Sure, but it has over 21,000 characters and goes over the 7,000 characters allowed in this post, So I will post a link to a .TXT file containing the mapping.

My Mapping.txt Link

The mapping of meta is object datatype so the query does not need to be wrapped in a nested query. Something like the following would work

var client = new ElasticClient();

var searchResponse = client.Search<Person>(s => s
	.From(0)
	.Size(15)
	.Query(q => q
		.Match(m => m
		    .Field("meta.title")
		    .Query("this is my match query")
		)
	)
);

If I'm not mistaking (Im out of work station)
In order for me to use (meta.title) as a field I must define it in a CLASS and I dont know how to do that. I will try using Quotes "meta.title" I dont think I've tried that...

I think I tried defining meta in my Data class (in your sample would be Persons Class) and using meta.suffix("title") but i did not work.

I will post my tests, a bit later tonight when Im in the station.

THANKS FOR ALL YOUR HELP!

You would just need to define a POCO that has a meta property of another POCO that has a title property.
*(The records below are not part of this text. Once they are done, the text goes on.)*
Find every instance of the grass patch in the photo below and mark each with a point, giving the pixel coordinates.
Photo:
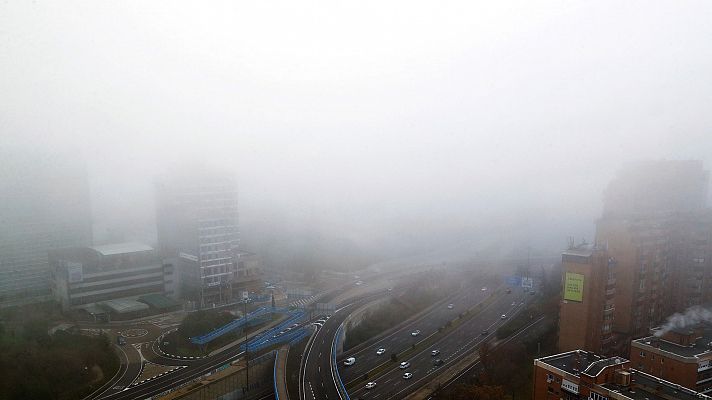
(34, 365)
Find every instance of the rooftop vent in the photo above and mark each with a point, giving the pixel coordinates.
(622, 378)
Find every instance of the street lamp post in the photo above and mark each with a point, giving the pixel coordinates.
(247, 350)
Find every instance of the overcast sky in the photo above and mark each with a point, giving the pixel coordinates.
(359, 114)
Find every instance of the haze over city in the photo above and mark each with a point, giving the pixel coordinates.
(371, 122)
(180, 176)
Something like

public class MyDocument
{
    public Meta Meta { get; set; }
}

public class Meta
{
    public string Title { get; set; }
}

Then use this type in Search<T>()

var client = new ElasticClient();

var searchResponse = client.Search<MyDocument>(s => s
	.Query(q => q
		.Match(m => m
		    .Field(f => f.Meta.Title)
		    .Query("this is my match query on meta.title")
		)
	)
);

YES!
This worked perfectly!

Thanks a million, this should allow me to search on other meta fields I need.

Thanks again for taking the time to help me on this!
:clap::clap::clap::clap:

Thanks again!

Since I have your attention,
If I wanted to search the keyword field (file.filename) with same index and data here.
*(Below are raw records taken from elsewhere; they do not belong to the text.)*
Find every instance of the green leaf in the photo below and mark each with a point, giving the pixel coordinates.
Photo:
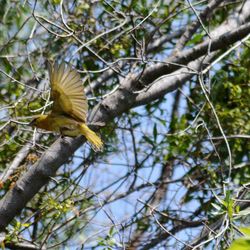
(245, 230)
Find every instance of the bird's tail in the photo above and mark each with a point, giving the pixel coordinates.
(92, 137)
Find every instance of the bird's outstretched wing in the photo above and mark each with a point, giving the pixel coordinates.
(67, 92)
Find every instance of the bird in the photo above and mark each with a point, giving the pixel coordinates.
(68, 115)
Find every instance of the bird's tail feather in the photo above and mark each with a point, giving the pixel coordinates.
(92, 137)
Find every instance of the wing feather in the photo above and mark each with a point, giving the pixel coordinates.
(67, 92)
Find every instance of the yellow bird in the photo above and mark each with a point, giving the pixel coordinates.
(70, 106)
For some reason this solution will not work for the (file.) object like it does for the (meta.) object.

 public class Data
{
    public string Content { get; set; }
    public Metas Meta { get; set; }
    public Files File { get; set; }
}

public class Metas
{
    public string Title { get; set; }
    public string Author { get; set; }
    public string Language { get; set; }
}
public class Files
{
    public string Filename { get; set; }
}      



 var searchResponse = client.Search<Data>(s => s
        .From(0)
        .Size(15)
         .Query(q => q            
          .Match(m => m   
             .Field(f => f.File.Filename) 
                .Query("test")
             )
        )

   );

If you have the time... THanks anyways for solving the meta query.

Should I open a new thread for this?

This topic was automatically closed 28 days after the last reply. New replies are no longer allowed.